ABSOLUTE
Nothing, sir—nothing.
Sir ANTHONY
What's this?—here's something damned hard.
ABSOLUTE
Oh, trinkets, sir! trinkets!—a bauble for Lydia!
Sir ANTHONY
Nay, let me see your taste.—[Pulls his coat open, the sword falls.]
Trinkets!—a bauble for Lydia!—Zounds! sirrah, you are not going to
cut her throat, are you?
ABSOLUTE Ha! ha! ha!—I thought it would divert you, sir, though I didn't mean to tell you till afterwards.
Sir ANTHONY
You didn't?—Yes, this is a very diverting trinket, truly!

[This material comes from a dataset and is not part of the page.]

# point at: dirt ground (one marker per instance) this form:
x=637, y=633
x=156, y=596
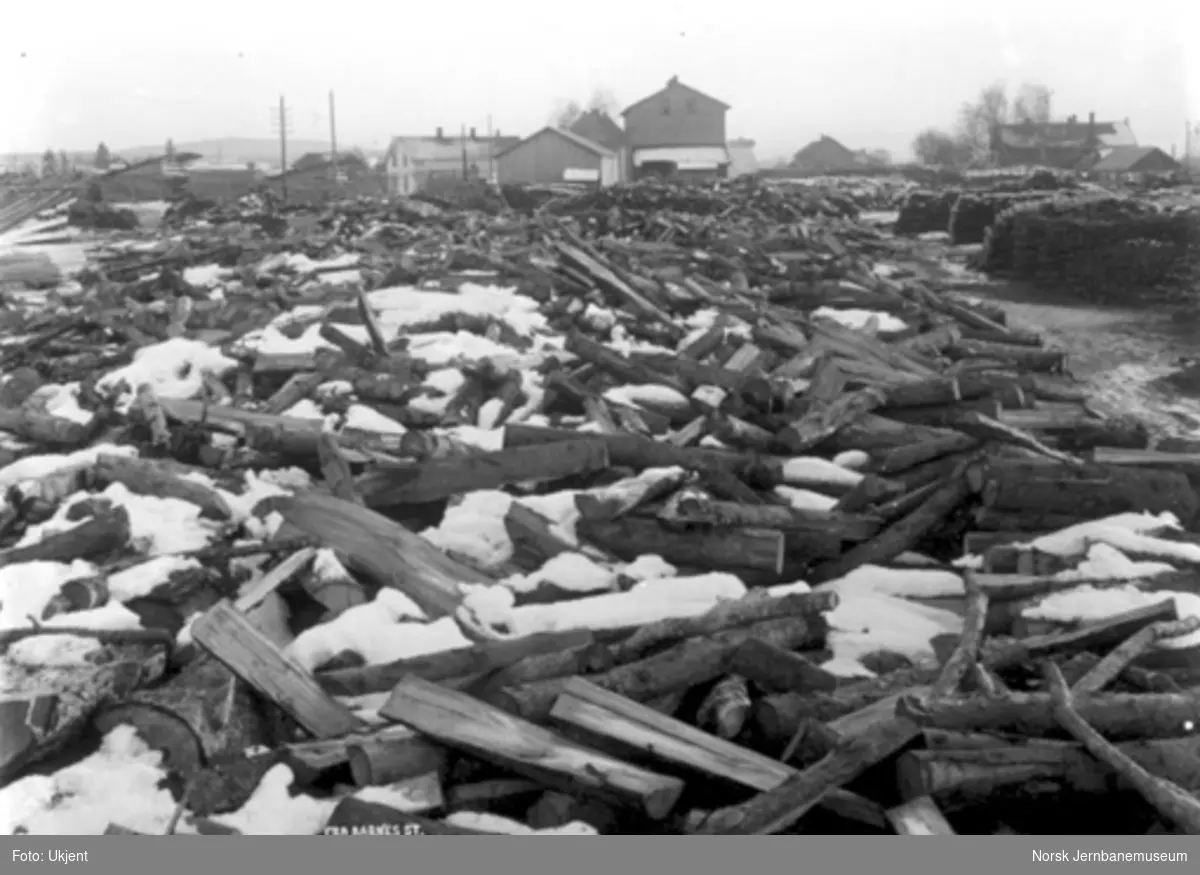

ABSOLUTE Sir, I'll explain to you.—You know, sir, Lydia is romantic, devilish romantic, and very absurd of course: now, sir, I intend, if she refuses to forgive me, to unsheath this sword, and swear—I'll fall upon its point, and expire at her feet!
Sir ANTHONY Fall upon a fiddlestick's end!—why, I suppose it is the very thing that would please her.—Get along, you fool!
ABSOLUTE
Well, sir, you shall hear of my success—you shall hear.—O
Lydia!—forgive me, or this pointed steel—says I.
Sir ANTHONY O, booby! stay away and welcome—says she.—Get along! and damn your trinkets!